Building in Denbighshire, Wales

 Ffynnon Sara is a Grade II listed building in the community of Derwen, Denbighshire, Wales, which dates back to the 6th century. It is listed by Cadw (Reference Number 24347).

Ffynnon Sara is a well near the small village of Derwen, Ruthin. The well is suspected of being linked to a founder of a monastery 8 miles away in Llanynys. This is due to the well standing by an ancient pilgrim trackway. Ffynon Sara is estimated to have been built around the 6th century. Up until the 17th century the name was Ffynnon Pyllau Perl ("The Pearl Pool Well").

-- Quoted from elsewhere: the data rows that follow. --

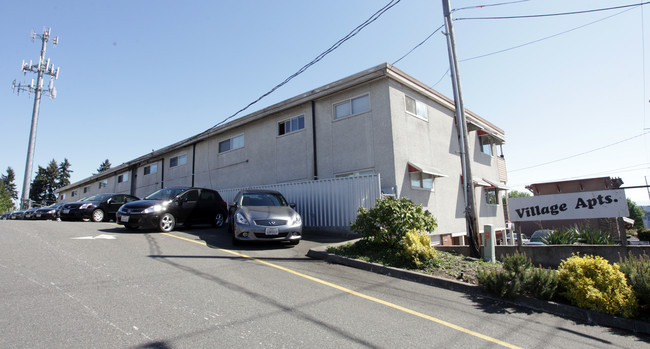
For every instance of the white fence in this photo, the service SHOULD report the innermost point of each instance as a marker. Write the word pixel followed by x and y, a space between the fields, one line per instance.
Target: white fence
pixel 326 203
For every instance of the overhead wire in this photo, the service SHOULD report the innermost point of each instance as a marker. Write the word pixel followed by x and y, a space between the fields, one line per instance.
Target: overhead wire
pixel 554 14
pixel 318 58
pixel 580 154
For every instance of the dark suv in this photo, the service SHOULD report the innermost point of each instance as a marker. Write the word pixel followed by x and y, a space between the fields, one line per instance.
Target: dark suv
pixel 166 208
pixel 98 208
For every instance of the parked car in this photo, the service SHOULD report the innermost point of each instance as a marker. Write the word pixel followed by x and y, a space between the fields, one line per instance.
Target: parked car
pixel 48 212
pixel 18 214
pixel 538 235
pixel 263 215
pixel 97 208
pixel 166 208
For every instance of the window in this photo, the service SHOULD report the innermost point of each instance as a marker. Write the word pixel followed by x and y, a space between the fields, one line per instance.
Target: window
pixel 178 160
pixel 352 106
pixel 485 142
pixel 123 177
pixel 416 108
pixel 491 196
pixel 423 177
pixel 292 125
pixel 153 168
pixel 421 180
pixel 232 143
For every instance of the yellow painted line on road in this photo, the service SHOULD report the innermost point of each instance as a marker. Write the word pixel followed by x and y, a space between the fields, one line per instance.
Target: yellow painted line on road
pixel 355 293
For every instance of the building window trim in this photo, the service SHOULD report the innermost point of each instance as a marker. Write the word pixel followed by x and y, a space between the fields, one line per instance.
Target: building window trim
pixel 421 178
pixel 230 144
pixel 416 108
pixel 124 177
pixel 150 169
pixel 178 160
pixel 292 125
pixel 351 107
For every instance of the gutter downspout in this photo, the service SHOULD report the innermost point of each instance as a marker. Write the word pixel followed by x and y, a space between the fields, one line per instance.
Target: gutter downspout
pixel 313 130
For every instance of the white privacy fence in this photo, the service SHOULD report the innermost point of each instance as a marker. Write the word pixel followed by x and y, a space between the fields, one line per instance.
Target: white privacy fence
pixel 329 203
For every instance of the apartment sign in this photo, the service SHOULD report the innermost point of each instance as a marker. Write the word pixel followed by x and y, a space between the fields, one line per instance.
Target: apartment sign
pixel 582 205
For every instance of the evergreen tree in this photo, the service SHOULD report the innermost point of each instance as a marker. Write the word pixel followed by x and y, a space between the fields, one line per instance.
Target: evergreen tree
pixel 104 166
pixel 6 204
pixel 64 174
pixel 8 183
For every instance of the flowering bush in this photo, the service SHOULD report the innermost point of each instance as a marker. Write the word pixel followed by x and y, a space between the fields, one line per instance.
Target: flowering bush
pixel 417 247
pixel 590 282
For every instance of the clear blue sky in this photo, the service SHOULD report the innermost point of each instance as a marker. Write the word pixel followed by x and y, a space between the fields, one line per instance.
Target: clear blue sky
pixel 141 75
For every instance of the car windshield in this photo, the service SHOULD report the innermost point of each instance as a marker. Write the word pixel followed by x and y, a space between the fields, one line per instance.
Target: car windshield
pixel 263 199
pixel 165 194
pixel 98 197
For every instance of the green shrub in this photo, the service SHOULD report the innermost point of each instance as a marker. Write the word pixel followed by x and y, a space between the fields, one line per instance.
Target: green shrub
pixel 644 235
pixel 499 282
pixel 637 272
pixel 390 219
pixel 541 283
pixel 590 282
pixel 565 236
pixel 519 277
pixel 417 248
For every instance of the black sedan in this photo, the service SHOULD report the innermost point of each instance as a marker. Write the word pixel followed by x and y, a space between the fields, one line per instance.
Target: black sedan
pixel 166 208
pixel 98 208
pixel 48 212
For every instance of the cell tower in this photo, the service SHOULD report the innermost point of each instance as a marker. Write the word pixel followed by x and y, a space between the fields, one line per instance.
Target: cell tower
pixel 42 68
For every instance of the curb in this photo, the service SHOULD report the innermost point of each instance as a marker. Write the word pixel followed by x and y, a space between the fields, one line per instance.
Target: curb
pixel 563 310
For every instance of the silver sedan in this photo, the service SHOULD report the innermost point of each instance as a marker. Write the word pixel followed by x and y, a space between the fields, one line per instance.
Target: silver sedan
pixel 263 215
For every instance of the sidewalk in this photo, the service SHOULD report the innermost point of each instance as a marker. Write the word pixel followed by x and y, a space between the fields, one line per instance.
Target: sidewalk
pixel 563 310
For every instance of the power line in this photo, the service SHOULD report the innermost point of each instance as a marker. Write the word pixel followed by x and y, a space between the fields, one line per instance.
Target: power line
pixel 544 38
pixel 418 45
pixel 488 5
pixel 583 153
pixel 336 45
pixel 554 14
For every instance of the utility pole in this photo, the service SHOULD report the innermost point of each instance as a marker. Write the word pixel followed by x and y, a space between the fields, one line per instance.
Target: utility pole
pixel 42 68
pixel 465 158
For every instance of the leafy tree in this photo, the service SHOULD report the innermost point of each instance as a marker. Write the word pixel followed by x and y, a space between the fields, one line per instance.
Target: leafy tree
pixel 8 183
pixel 636 213
pixel 104 166
pixel 6 204
pixel 516 194
pixel 45 184
pixel 64 173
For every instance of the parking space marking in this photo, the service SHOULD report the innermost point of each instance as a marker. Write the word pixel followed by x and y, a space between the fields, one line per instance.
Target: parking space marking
pixel 361 295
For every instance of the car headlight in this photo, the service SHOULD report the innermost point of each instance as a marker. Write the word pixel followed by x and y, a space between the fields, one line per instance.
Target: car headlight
pixel 239 218
pixel 153 209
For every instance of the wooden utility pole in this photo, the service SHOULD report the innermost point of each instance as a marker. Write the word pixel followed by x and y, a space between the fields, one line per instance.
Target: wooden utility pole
pixel 461 125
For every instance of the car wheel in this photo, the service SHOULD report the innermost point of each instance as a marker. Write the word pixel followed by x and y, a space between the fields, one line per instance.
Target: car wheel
pixel 219 220
pixel 97 215
pixel 167 222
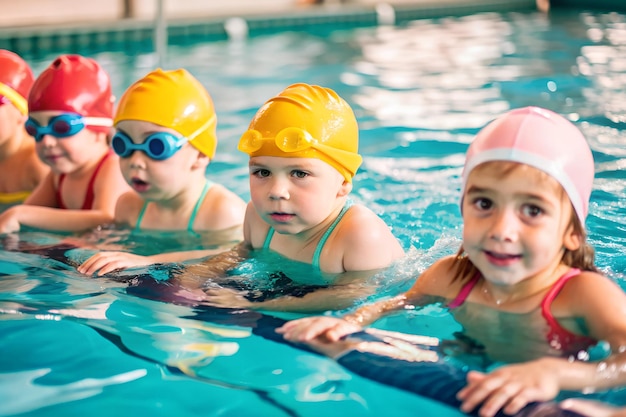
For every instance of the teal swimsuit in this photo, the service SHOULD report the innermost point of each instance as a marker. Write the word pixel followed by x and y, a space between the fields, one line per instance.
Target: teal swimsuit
pixel 194 213
pixel 321 243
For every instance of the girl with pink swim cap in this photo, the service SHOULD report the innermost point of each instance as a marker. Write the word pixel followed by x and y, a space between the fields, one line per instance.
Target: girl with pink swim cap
pixel 21 170
pixel 70 109
pixel 524 284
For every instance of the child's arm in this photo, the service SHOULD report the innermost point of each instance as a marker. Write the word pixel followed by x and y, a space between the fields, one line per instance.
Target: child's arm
pixel 333 329
pixel 194 276
pixel 102 263
pixel 51 218
pixel 602 304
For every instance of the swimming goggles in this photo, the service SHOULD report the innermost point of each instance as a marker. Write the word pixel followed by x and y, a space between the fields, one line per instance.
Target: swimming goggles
pixel 64 125
pixel 158 146
pixel 293 140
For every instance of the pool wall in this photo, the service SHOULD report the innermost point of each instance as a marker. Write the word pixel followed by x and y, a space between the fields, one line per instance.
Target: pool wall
pixel 113 32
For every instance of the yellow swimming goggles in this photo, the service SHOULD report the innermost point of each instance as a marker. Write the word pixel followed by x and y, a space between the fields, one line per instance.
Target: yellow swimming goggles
pixel 293 142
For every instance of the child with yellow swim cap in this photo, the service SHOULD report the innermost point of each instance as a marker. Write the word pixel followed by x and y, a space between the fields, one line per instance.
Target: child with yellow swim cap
pixel 303 148
pixel 21 170
pixel 166 138
pixel 70 109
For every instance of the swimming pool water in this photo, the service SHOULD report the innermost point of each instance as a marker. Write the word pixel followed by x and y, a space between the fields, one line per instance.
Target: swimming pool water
pixel 71 345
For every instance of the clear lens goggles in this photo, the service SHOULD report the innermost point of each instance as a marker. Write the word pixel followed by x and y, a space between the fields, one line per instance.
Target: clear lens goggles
pixel 64 125
pixel 293 140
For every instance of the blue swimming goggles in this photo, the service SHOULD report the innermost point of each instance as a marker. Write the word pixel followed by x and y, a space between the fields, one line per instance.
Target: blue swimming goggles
pixel 159 145
pixel 64 125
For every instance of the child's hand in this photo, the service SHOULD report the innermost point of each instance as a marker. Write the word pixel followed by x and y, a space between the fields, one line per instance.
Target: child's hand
pixel 308 328
pixel 9 220
pixel 105 262
pixel 226 297
pixel 509 388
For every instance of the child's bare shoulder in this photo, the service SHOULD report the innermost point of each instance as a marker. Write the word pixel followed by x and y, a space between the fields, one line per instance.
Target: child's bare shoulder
pixel 222 208
pixel 127 208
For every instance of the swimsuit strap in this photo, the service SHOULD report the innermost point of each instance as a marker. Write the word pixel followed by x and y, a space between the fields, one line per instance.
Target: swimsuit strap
pixel 207 185
pixel 58 192
pixel 322 242
pixel 89 195
pixel 14 197
pixel 557 333
pixel 140 217
pixel 462 295
pixel 268 238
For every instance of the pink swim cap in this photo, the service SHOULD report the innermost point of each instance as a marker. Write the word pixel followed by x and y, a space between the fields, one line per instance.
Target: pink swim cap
pixel 544 140
pixel 74 84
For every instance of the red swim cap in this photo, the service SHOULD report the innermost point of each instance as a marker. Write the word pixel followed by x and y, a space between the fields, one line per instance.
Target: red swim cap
pixel 75 84
pixel 16 79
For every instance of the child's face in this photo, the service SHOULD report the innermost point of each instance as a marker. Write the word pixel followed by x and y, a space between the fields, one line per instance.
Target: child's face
pixel 294 194
pixel 517 221
pixel 67 154
pixel 156 179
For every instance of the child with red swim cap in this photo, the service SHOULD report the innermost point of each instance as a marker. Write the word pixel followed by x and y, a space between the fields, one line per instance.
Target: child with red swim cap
pixel 70 109
pixel 21 170
pixel 523 285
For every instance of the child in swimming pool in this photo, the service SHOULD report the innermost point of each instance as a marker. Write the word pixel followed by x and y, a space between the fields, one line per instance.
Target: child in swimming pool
pixel 70 107
pixel 523 284
pixel 21 170
pixel 165 139
pixel 303 148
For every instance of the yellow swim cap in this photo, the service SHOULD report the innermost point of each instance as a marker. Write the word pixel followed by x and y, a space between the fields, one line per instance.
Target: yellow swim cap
pixel 176 100
pixel 306 121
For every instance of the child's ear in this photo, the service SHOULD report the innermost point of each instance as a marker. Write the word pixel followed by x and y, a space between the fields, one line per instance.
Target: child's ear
pixel 572 239
pixel 345 189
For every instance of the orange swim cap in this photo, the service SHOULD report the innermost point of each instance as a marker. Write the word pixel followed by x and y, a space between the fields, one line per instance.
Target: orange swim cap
pixel 176 100
pixel 16 79
pixel 306 121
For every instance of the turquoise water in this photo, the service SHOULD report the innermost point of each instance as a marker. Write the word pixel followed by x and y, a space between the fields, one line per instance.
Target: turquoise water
pixel 76 346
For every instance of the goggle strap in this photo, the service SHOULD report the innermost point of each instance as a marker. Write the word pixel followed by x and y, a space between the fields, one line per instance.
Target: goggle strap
pixel 98 121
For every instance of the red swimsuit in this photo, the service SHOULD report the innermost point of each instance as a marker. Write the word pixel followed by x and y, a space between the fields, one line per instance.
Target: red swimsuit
pixel 89 196
pixel 558 337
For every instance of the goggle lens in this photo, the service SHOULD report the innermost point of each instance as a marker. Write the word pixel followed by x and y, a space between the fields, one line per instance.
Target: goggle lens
pixel 158 146
pixel 61 126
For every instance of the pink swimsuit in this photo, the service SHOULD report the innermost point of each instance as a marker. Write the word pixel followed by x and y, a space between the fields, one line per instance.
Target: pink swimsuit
pixel 558 337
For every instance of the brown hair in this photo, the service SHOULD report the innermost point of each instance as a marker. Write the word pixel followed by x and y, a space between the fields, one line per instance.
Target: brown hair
pixel 582 258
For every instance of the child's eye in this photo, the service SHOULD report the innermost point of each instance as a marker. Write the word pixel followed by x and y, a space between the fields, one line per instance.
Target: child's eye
pixel 483 203
pixel 299 174
pixel 260 172
pixel 531 210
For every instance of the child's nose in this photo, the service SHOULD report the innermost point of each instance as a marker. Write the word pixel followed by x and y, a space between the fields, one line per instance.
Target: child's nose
pixel 137 159
pixel 48 141
pixel 279 189
pixel 504 226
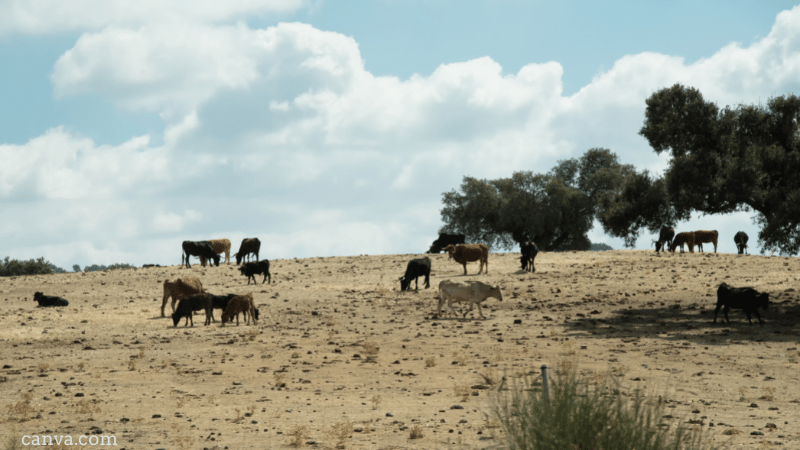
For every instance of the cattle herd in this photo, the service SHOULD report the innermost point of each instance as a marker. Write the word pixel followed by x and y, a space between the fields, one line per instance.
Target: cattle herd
pixel 191 297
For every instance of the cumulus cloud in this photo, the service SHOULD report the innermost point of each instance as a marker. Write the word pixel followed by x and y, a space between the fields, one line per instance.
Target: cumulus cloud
pixel 48 16
pixel 283 130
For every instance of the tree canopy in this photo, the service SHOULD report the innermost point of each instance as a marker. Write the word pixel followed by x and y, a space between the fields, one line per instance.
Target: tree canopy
pixel 745 158
pixel 556 210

A woman living in a nearby cottage named Sara became well known for tending the well hence the name was changed to Ffynnon Sara (Sarah's Well). Those cured at the well left sticks at Sara's cottage as a gift of thanks. There is no sign of the cottage today as it is believed to have burnt down in the 1860s. The well was repaired and now stands in its own grounds. There is access by a beautiful tree lined, cobbled path through a small gate set back off the road.

==Location==
This building is 1 km north west of Derwen church, in a small roadside enclosure with perimeter wall and gate.